Read specific columns from a csv file with csv module?

Question

I'm trying to parse through a csv file and extract the data from only specific columns.

Example csv:

ID | Name | Address | City | State | Zip | Phone | OPEID | IPEDS |
10 | C... | 130 W.. | Mo.. | AL... | 3.. | 334.. | 01023 | 10063 |

I'm trying to capture only specific columns, say ID, Name, Zip and Phone.

Code I've looked at has led me to believe I can call the specific column by its corresponding number, so ie: Name would correspond to 2 and iterating through each row using row[2] would produce all the items in column 2. Only it doesn't.

Here's what I've done so far:

import sys, argparse, csv
from settings import *

# command arguments
parser = argparse.ArgumentParser(description='csv to postgres',\
 fromfile_prefix_chars="@" )
parser.add_argument('file', help='csv file to import', action='store')
args = parser.parse_args()
csv_file = args.file

# open csv file
with open(csv_file, 'rb') as csvfile:

    # get number of columns
    for line in csvfile.readlines():
        array = line.split(',')
        first_item = array[0]

    num_columns = len(array)
    csvfile.seek(0)

    reader = csv.reader(csvfile, delimiter=' ')
        included_cols = [1, 2, 6, 7]

    for row in reader:
            content = list(row[i] for i in included_cols)
            print content

and I'm expecting that this will print out only the specific columns I want for each row except it doesn't, I get the last column only.

@Elazar: in Python 2 (which the OP is using) "rb" is appropriate for passing to csv.reader. — DSM
– DSM, Commented May 12, 2013 at 2:14
Why does your example CSV file show the pipe character as the delimiter but your example code use a space? — Kelly S. French
– Kelly S. French, Commented Sep 30, 2015 at 14:06
@KellyS.French I thought it would help visualize the data for the purposes of this question. — frankV
– frankV, Commented Apr 22, 2017 at 15:37

Ryan Saxe · Accepted Answer · 2013-05-12 03:06:30Z

The only way you would be getting the last column from this code is if you don't include your print statement in your for loop.

This is most likely the end of your code:

for row in reader:
    content = list(row[i] for i in included_cols)
print content

You want it to be this:

for row in reader:
        content = list(row[i] for i in included_cols)
        print content

Now that we have covered your mistake, I would like to take this time to introduce you to the pandas module.

Pandas is spectacular for dealing with csv files, and the following code would be all you need to read a csv and save an entire column into a variable:

import pandas as pd
df = pd.read_csv(csv_file)
saved_column = df.column_name #you can also use df['column_name']

so if you wanted to save all of the info in your column Names into a variable, this is all you need to do:

names = df.Names

It's a great module and I suggest you look into it.
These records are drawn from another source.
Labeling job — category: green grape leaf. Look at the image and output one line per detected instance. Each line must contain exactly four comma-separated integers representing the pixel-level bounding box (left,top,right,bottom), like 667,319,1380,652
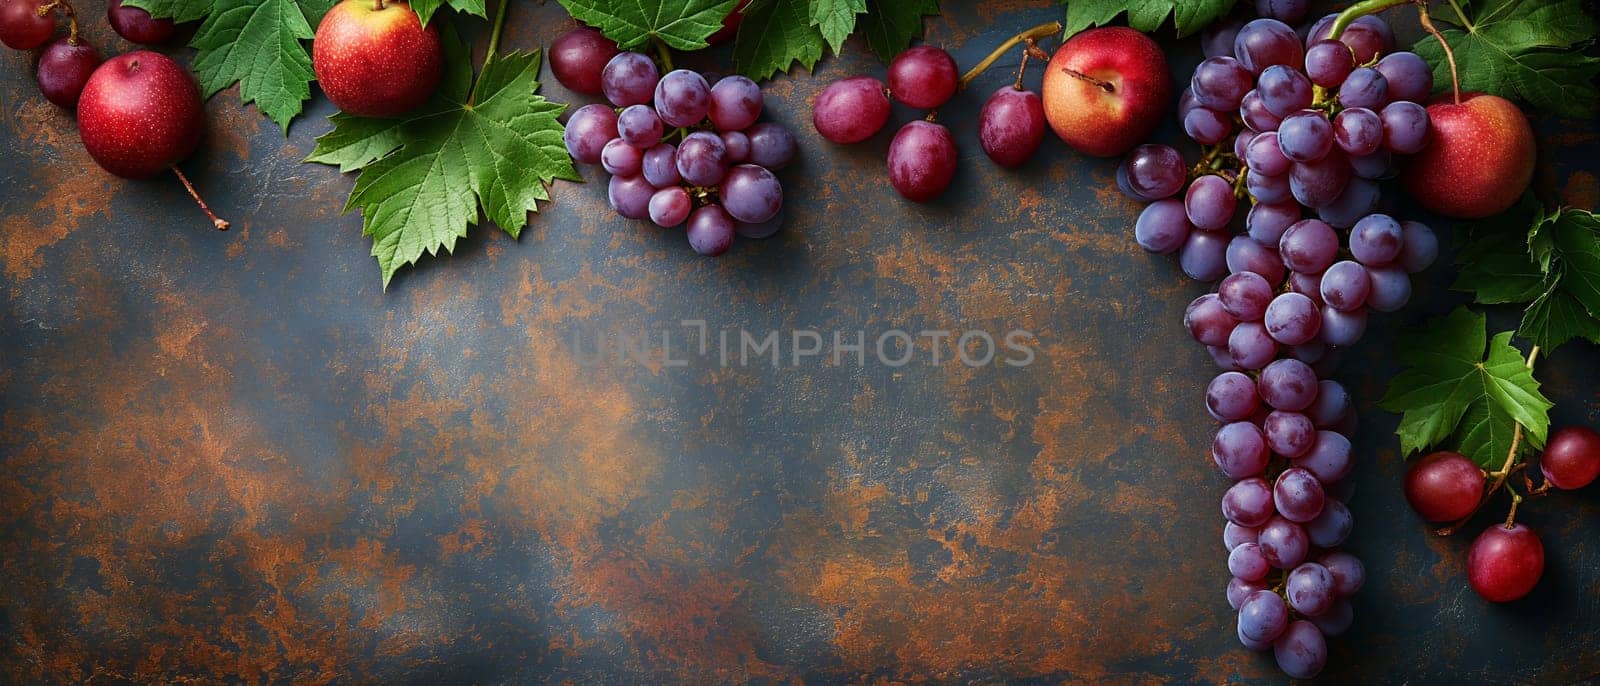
734,0,826,79
810,0,865,54
124,0,214,23
410,0,486,25
1412,0,1600,118
186,0,319,133
1378,308,1553,468
305,38,578,287
858,0,937,62
1455,192,1600,351
1060,0,1238,38
556,0,737,50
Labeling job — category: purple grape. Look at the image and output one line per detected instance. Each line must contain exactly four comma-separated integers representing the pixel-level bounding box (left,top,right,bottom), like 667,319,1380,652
654,69,712,127
1318,550,1365,596
677,131,728,187
1306,380,1351,428
1380,100,1431,154
1226,236,1287,285
1186,174,1237,231
1265,410,1316,458
1278,110,1333,162
1228,578,1270,614
979,87,1047,167
1264,292,1322,346
1192,56,1253,109
1178,87,1201,121
1208,371,1261,421
1351,213,1403,265
1304,39,1354,88
1230,542,1272,581
887,45,958,109
1376,51,1433,103
1274,620,1328,679
1289,152,1351,208
1256,0,1309,23
1350,150,1393,180
1320,260,1371,311
685,205,735,256
1286,562,1336,616
1366,265,1412,312
1203,18,1244,58
1307,13,1392,64
35,37,101,109
1274,467,1326,523
107,0,175,44
1229,321,1279,370
1322,306,1367,346
1234,18,1303,74
1310,600,1354,637
887,120,958,203
1246,170,1293,205
1258,358,1319,411
1239,90,1284,132
747,122,797,170
1333,107,1382,156
1317,177,1381,229
1184,106,1233,145
814,76,891,144
1134,199,1192,254
1214,421,1270,479
1292,430,1352,483
1224,477,1277,528
1246,132,1291,176
1233,130,1257,161
1289,270,1326,307
647,187,692,227
708,74,762,131
721,130,750,163
1186,293,1239,346
641,143,681,187
1258,516,1309,568
601,51,659,107
1247,201,1300,246
1339,67,1389,110
601,138,643,177
1209,345,1244,372
1181,230,1230,281
1258,65,1313,117
617,104,664,149
1398,220,1438,273
607,174,654,220
1226,523,1262,552
1219,271,1275,320
1238,589,1290,643
720,164,782,224
564,104,619,165
1306,499,1352,548
1117,144,1186,201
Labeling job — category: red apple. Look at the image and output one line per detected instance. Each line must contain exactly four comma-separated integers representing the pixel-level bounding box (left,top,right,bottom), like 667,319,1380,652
1041,27,1172,157
312,0,441,118
78,50,203,179
1404,92,1534,219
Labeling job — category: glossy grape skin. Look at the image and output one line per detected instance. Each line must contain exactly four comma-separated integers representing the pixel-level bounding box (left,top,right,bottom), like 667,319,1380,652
1317,177,1380,229
1258,358,1318,411
1226,522,1262,552
1404,451,1484,522
1264,291,1323,346
607,175,654,221
746,122,797,170
1317,550,1365,598
1186,293,1238,346
1294,430,1353,483
1333,107,1383,156
548,26,619,95
1185,174,1237,231
887,120,957,203
1351,214,1403,265
1226,236,1285,285
1286,562,1336,616
1233,19,1303,74
1208,344,1243,372
1218,271,1274,321
601,52,659,107
1289,270,1326,307
1468,523,1544,602
1192,56,1253,109
813,76,891,144
1289,153,1350,209
1207,371,1261,422
615,105,664,149
1246,131,1291,174
109,0,178,44
1238,590,1290,644
1303,39,1354,88
35,37,100,109
1184,106,1233,145
1256,0,1308,23
641,143,681,187
1365,265,1412,312
1320,307,1364,353
1306,13,1392,64
979,87,1046,168
1232,130,1256,161
1539,426,1600,490
655,69,712,127
1306,499,1352,548
1181,230,1230,281
1338,67,1389,110
1349,150,1393,180
1257,65,1313,118
708,75,762,131
1203,19,1244,58
685,205,736,256
887,45,958,109
600,139,643,177
1277,110,1332,162
0,0,54,50
1228,576,1269,610
1375,51,1433,103
1397,221,1439,273
719,164,782,224
721,131,750,163
1229,321,1279,370
1319,260,1371,312
1265,410,1316,458
647,187,692,227
1230,542,1272,581
1116,144,1185,200
1273,620,1327,679
1246,170,1293,204
564,104,619,165
1134,199,1191,254
1238,90,1283,132
1214,421,1270,479
1274,467,1326,523
677,131,728,187
1178,87,1201,121
1306,380,1351,428
1258,516,1309,568
1380,100,1431,154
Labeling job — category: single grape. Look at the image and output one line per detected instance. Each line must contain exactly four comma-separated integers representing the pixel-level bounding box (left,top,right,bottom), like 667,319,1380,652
708,75,762,131
1319,260,1371,311
655,69,712,127
601,51,660,107
1380,100,1431,154
1468,523,1545,602
1186,293,1238,346
1233,19,1303,74
1292,430,1353,483
1338,67,1389,110
1116,144,1185,201
1224,478,1277,529
1238,625,1274,652
1265,410,1315,458
1404,451,1485,522
1230,542,1272,581
1228,576,1269,610
1274,467,1326,523
1366,265,1412,312
1397,220,1439,273
600,139,643,177
1208,344,1244,372
677,131,728,187
35,37,99,109
887,45,958,109
1264,292,1323,346
1350,214,1403,266
1191,56,1253,109
1332,107,1382,156
1181,230,1231,281
720,164,782,224
1303,39,1354,88
1178,87,1201,121
1134,199,1192,254
1258,516,1309,568
1185,174,1237,231
1306,380,1351,429
1202,18,1244,58
641,143,681,187
1218,271,1274,321
887,120,957,203
1238,90,1283,133
980,87,1047,167
563,104,619,165
1207,371,1262,422
1306,13,1392,64
1226,236,1286,285
1541,427,1600,489
0,0,54,50
1233,130,1256,161
1256,0,1309,23
1277,110,1333,162
1214,421,1270,479
1258,358,1318,411
814,76,891,144
548,26,619,95
1310,600,1354,637
1349,150,1393,180
1317,550,1365,597
1273,620,1328,679
1289,152,1351,209
1317,177,1380,229
1375,51,1433,103
1258,65,1313,117
647,187,692,227
1286,562,1336,616
1238,590,1290,644
1226,522,1262,552
1246,132,1291,176
1184,106,1233,145
1228,321,1279,370
1245,169,1292,204
685,205,736,256
616,105,664,149
721,131,750,163
1247,202,1300,247
607,175,654,221
1289,270,1326,307
746,122,798,170
1306,499,1352,548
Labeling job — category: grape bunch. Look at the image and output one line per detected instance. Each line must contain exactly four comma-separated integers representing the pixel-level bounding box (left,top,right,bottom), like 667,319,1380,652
553,29,794,257
2,0,178,109
1124,7,1442,679
813,42,1047,202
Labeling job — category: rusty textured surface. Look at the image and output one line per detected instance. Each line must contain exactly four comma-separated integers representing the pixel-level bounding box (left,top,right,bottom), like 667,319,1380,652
2,1,1599,683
If for some reason your print statement was in for loop and it was still only printing out the last column, which shouldn't happen, but let me know if my assumption was wrong. Your posted code has a lot of indentation errors so it was hard to know what was supposed to be where. Hope this was helpful!

Is it possible to remove the index numbers from the query? @Ryan Saxe
"Now that we have covered your mistake, I would like to take this time to introduce you to the pandas module." Ah, yes you're not doing Python until you've used Pandas!

Subash · Accepted Answer · 2022-06-05 08:37:31Z

import csv
from collections import defaultdict

columns = defaultdict(list) # each value in each column is appended to a list

with open('file.txt') as f:
    reader = csv.DictReader(f) # read rows into a dictionary format
    for row in reader: # read a row as {column1: value1, column2: value2,...}
        for (k,v) in row.items(): # go over each column name and value 
            columns[k].append(v) # append the value into the appropriate list
                                 # based on column name k

print(columns['name'])
print(columns['phone'])
print(columns['street'])

With a file like

name,phone,street
Bob,0893,32 Silly
James,000,400 McHilly
Smithers,4442,23 Looped St.

Will output

>>> 
['Bob', 'James', 'Smithers']
['0893', '000', '4442']
['32 Silly', '400 McHilly', '23 Looped St.']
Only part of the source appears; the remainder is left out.